É significativo como este setor bastante recente de jovens trabalhadores, ainda que não possuam um histórico consolidado de organização sindical e de lutas econômicas, se organiza de diversas formas e consegue pautar um projeto para sua categoria mais avançado que aquele proposto pelo governo em conluio com as empresas. Diante desta realidade, o dever dos comunistas é apresentar um horizonte socialista pois é somente em um outro projeto de sociedade que estes trabalhadores terão suas demandas plenamente acatadas.

Fazer frente aos interesses estrangeiros e transnacionalizados que hoje ditam os rumos do governo Lula III nas lutas concretas na pauta dos trabalhadores de aplicativos é condição para a disputa de um projeto emancipatório para não somente esta categoria, mas todas as categorias de trabalhadores, expondo as contradições do sistema capitalista atual.

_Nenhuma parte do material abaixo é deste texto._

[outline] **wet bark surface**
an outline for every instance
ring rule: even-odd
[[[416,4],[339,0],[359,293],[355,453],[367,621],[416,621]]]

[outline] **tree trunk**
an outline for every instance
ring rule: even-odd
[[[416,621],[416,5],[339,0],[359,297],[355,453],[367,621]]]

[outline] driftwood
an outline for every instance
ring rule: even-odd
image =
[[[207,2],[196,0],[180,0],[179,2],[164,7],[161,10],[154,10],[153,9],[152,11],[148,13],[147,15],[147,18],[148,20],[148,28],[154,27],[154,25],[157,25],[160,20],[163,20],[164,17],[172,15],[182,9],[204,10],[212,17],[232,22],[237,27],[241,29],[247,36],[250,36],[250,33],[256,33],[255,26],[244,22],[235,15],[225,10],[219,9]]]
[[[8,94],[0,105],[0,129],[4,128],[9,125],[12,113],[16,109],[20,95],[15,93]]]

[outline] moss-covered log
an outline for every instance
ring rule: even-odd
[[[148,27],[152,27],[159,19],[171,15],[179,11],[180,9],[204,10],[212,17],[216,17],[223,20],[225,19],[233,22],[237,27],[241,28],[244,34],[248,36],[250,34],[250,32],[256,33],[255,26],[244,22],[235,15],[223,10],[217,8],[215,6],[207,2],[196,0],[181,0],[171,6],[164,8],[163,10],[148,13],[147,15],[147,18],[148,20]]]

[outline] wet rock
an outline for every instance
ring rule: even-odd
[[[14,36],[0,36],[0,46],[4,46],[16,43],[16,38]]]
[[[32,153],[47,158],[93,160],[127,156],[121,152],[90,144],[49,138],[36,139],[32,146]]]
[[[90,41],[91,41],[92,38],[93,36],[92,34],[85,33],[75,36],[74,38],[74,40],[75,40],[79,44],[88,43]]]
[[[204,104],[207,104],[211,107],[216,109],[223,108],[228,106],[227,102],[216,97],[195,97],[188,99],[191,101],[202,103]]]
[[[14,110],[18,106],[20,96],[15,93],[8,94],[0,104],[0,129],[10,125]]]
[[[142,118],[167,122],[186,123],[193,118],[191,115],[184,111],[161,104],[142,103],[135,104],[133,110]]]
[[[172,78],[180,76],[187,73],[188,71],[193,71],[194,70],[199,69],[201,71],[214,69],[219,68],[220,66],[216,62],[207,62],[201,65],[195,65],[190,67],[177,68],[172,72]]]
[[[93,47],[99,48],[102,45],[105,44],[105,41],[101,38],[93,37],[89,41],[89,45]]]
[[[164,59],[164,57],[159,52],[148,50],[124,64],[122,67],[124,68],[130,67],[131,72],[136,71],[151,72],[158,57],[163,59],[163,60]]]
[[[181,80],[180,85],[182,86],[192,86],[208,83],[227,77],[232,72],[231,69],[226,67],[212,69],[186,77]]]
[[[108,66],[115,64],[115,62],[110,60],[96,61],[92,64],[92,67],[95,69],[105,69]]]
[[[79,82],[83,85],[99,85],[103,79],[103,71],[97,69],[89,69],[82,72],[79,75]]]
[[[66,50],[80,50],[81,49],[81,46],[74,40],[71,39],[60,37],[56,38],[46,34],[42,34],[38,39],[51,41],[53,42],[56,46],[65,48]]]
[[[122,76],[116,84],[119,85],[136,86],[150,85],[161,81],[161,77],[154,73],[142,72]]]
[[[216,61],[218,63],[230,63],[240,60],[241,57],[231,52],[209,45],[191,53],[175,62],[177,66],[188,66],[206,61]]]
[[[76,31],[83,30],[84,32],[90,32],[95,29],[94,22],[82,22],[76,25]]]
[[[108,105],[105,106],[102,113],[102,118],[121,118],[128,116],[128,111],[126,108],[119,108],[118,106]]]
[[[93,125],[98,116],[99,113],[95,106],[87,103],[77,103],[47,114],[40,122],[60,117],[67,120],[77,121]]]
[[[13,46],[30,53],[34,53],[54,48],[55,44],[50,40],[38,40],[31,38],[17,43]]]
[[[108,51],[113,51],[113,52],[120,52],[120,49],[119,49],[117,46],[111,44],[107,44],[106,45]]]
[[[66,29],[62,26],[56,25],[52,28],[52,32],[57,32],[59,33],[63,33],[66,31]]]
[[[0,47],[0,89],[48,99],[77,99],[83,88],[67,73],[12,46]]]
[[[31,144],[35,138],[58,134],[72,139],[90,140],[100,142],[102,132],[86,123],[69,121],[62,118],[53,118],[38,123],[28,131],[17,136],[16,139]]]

Neste entremeio, é necessário levantar a pauta da proibição de todas as formas de exploração privada da intermediação de força de trabalho por meio de “plataformas”, com a unificação de todos esses serviços em uma plataforma única e pública, sob controle dos próprios trabalhadores. Nesta perspectiva de unidade, os trabalhadores terão as condições objetivas e subjetivas para ditar os rumos de seu trabalho e de suas vidas.


[1]https://www.em.com.br/app/noticia/politica/2023/10/09/interna_politica,1573949/regulamentacao-de-aplicativos-sera-enviada-mesmo-sem-acordo-diz-ministro.shtml

[2] https://www.gov.br/planalto/pt-br/acompanhe-o-planalto/noticias/2024/03/lula-pl-dos-motoristas-de-aplicativos-e-201cmarco-no-mundo-do-trabalho201d

[3] https://agenciadenoticias.ibge.gov.br/agencia-noticias/2012-agencia-de-noticias/noticias/38160-em-2022-1-5-milhao-de-pessoas-trabalharam-por-meio-de-aplicativos-de-servicos-no-pais#:~:text=Em%202022%2C%20o%20Brasil%20tinha,popula%C3%A7%C3%A3o%20ocupada%20no%20setor%20privado.